Briefly, the far-field and near-field 3D scene points in object space forms a near focus and far focus image points in the image space, as shown in Fig. 3(a) and 3(b), respectively. The actual positions of the above spaces are dependent on four parameters, namely (1) focal length, $f$ (2) sensor sensitivity, (3) aperture type with diameter, $d_{a}$ , and (4) focus distance from the camera. In any camera system, rigid lens and sensor parameters would get frozen to constant value while manufacturing. Among the latter two parameters, we can consider the choice for shallow or deep DoF using camera to object distance, whereas aperture type and diameter $d_{a}$ are pre-configured since we are using MCA.

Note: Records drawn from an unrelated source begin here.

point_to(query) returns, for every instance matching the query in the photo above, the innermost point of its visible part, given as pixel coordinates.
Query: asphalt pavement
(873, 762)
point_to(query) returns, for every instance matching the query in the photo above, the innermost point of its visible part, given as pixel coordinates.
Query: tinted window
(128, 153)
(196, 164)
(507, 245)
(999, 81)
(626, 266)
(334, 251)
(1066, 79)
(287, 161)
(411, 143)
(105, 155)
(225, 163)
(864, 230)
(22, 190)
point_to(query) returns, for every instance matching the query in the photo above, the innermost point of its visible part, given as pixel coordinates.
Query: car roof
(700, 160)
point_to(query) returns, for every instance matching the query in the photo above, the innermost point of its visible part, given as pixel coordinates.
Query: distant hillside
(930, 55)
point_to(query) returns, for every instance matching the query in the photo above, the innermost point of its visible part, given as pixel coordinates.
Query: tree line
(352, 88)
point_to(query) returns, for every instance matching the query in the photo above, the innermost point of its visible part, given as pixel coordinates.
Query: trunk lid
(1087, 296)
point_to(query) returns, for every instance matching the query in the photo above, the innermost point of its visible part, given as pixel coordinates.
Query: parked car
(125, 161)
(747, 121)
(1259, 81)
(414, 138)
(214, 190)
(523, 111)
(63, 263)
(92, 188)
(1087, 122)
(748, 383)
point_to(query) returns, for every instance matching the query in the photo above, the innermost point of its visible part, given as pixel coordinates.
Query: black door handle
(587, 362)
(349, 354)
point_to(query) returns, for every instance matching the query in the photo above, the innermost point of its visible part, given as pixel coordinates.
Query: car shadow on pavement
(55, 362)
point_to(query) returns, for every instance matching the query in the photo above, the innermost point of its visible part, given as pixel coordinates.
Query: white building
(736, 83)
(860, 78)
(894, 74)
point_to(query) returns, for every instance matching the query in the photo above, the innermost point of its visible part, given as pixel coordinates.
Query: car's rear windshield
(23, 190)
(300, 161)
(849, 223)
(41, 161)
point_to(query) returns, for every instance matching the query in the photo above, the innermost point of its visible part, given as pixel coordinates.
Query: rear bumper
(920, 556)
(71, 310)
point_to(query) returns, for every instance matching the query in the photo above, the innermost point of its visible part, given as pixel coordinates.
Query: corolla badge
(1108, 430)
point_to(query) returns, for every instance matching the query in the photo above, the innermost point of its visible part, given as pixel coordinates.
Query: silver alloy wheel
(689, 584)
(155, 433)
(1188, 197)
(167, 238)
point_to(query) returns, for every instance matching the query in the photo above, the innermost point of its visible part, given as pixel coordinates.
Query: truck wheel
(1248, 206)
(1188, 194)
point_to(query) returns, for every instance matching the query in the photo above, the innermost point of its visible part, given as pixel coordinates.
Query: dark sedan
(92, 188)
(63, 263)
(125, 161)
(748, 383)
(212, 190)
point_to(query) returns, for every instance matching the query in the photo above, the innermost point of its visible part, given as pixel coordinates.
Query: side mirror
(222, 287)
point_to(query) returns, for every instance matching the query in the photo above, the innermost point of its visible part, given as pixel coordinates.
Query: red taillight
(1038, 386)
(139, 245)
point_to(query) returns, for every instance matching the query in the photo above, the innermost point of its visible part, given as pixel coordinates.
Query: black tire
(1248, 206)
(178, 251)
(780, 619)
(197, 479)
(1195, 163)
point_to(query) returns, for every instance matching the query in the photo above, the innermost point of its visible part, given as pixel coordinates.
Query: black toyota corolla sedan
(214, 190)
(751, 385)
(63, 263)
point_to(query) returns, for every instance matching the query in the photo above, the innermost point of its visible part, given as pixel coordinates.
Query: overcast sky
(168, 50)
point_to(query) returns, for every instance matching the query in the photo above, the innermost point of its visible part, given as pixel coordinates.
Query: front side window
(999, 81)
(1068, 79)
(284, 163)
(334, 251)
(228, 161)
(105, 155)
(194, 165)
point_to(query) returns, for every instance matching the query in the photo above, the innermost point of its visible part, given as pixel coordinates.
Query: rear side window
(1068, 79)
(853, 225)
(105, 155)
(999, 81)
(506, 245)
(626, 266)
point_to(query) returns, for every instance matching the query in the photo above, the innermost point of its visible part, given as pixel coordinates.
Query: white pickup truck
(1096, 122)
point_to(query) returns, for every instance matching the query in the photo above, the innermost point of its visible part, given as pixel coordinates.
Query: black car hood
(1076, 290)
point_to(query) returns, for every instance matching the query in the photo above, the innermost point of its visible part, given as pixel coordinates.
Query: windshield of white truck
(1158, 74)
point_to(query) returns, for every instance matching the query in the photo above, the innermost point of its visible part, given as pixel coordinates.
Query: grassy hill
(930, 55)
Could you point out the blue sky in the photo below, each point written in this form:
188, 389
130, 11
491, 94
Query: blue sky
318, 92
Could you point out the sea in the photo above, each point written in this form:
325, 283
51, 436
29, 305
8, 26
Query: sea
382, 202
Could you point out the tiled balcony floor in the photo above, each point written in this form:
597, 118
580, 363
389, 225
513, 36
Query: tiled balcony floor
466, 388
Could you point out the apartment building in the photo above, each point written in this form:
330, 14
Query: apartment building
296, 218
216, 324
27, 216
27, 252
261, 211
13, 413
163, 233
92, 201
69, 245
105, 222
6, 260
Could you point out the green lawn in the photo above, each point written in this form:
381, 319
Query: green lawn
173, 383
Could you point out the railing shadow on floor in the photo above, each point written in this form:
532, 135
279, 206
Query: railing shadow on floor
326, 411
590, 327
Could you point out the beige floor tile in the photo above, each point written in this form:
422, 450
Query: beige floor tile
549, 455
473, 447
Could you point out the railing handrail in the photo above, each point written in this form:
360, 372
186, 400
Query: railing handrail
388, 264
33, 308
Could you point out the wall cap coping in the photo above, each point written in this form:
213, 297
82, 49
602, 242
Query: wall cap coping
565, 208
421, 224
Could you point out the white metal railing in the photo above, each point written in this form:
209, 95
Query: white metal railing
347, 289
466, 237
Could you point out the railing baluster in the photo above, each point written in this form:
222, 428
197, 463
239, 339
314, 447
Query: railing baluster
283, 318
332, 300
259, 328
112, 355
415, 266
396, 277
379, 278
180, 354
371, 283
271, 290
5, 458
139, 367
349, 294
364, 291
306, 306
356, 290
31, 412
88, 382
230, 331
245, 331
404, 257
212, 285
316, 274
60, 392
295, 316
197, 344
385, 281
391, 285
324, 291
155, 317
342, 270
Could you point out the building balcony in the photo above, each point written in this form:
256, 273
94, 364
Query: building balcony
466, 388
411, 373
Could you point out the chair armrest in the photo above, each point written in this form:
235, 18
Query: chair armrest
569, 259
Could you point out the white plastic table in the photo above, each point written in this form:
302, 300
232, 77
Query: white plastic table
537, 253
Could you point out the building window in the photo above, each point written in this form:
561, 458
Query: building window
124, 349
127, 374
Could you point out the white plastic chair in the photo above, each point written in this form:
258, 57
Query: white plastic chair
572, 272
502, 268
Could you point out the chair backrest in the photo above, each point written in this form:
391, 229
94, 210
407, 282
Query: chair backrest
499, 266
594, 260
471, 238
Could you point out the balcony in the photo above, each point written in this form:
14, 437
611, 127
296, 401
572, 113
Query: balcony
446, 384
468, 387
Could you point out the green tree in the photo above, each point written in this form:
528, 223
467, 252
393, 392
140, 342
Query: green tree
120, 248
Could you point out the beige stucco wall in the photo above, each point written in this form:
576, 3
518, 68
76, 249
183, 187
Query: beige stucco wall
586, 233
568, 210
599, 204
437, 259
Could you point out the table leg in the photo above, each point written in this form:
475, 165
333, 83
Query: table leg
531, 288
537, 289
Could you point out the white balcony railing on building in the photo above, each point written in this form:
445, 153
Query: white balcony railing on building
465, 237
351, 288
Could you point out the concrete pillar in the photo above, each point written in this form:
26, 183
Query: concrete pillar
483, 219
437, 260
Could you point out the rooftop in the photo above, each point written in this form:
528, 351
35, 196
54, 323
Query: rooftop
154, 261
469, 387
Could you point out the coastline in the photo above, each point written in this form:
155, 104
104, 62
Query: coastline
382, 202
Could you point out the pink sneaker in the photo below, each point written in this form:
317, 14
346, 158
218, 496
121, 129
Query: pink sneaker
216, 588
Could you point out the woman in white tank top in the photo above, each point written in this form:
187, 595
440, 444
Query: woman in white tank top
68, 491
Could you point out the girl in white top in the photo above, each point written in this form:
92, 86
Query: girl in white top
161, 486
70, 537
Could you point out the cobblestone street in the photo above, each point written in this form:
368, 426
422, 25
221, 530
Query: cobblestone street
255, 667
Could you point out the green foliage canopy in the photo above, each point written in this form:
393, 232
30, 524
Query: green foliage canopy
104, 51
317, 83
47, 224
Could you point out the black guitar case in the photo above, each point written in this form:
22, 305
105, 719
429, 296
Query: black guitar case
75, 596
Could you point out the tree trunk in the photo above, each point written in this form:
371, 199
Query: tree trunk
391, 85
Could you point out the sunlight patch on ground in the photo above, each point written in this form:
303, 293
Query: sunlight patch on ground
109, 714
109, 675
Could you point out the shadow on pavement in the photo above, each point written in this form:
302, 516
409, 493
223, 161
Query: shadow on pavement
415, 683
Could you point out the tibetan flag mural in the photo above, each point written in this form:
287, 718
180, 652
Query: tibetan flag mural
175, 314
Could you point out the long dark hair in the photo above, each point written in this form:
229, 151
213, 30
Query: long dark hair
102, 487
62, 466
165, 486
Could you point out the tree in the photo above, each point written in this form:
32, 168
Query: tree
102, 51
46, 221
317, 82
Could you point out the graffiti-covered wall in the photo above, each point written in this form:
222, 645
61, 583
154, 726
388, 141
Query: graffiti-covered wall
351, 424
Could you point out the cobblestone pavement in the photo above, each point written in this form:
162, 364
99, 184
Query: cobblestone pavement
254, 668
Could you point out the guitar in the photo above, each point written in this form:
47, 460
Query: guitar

On noting the above pre-configurations of many parameters, for shallow DoF range, the relationship is deduced for inter-depths between objects in the 3D scene as computed inter-depths between corresponding two MPIs for non-transparent and non-speculative 3D objects at the stationary position while imaging for optical setup shown in Fig. 3(b). These configurations in the imaging optics yield the following characteristics when we look at both object space to image space together.

There exists a specific point on the DoFo zone in image space along the optical axis where the image sensor could be positioned to get a focused image points corresponding to a specific object surface belonging to the 3D scene in the DoF zone of the object space of the camera.
In any conventional camera, the 2D sensor is fixed at a distance $d_{ls}$ from lens to capture the focus image region for a specific shallow surface of the object in the 3D scene and many out-of-focus image regions due to varying size CoCs proportional to the points lying on the optical axis in DoF zone with reference to the focused surface for remaining objects in the 3D scene.
Though the width of the DoF space and DoFo space are not equal, and apart from being distributed unequally, for the above specific conditions in the camera setup, it is possible to know the corresponding far and near field points in DoF space to near and far focus points in DoFo space.

A. All-in-Focus Image as Multi-Plane Images

In Fig. 3(a) and (b), we have shown only $l=3$ number of planes for the sake of clarity, but we could have $L$ number of virtual sensor planes which correspond to $L$ number of MRIs. For the sake of generality, let us assume $\mathcal {S}_{0}, \mathcal {S}_{1}, \cdots , \mathcal {S}_{\left ({ L-2 }\right )}, \mathcal {S}_{\left ({ L-1 }\right )}$ be the virtual image sensor planes belong to the image space pertaining to a specific camera setup. Furthermore, we interpret these planes are specific planes of frustum whose base is fixed sensor plane $\mathcal {S}_{0}$ and the apex is at the lens. From the geometric optics principle, we know that the focussed image region on a fixed plane $\mathcal {S}_{0}$ is due to the object in the 3D scene at the focal distance from the lens that belongs to DoF zone in the object space. The objects before and after focal distance form defocused image regions on $\mathcal {S}_{0}$ . Obviously, the $\left ({ L-1 }\right )$ number of objects which are at different distances from the camera lens would create a corresponding $\left ({ L - 1 }\right )$ number of defocused image regions on $\mathcal {S}_{0}$ depending on the area of respective CoCs. At the same time, every $l^{th}$ MRIs would have resulted in the in-focus image if there is a virtual image sensor plane $\mathcal {S}_{l}$ in the image space of the camera whose inter-depth as $\Delta d_{0l}$ with respect to the $\mathcal {S}_{0}$ .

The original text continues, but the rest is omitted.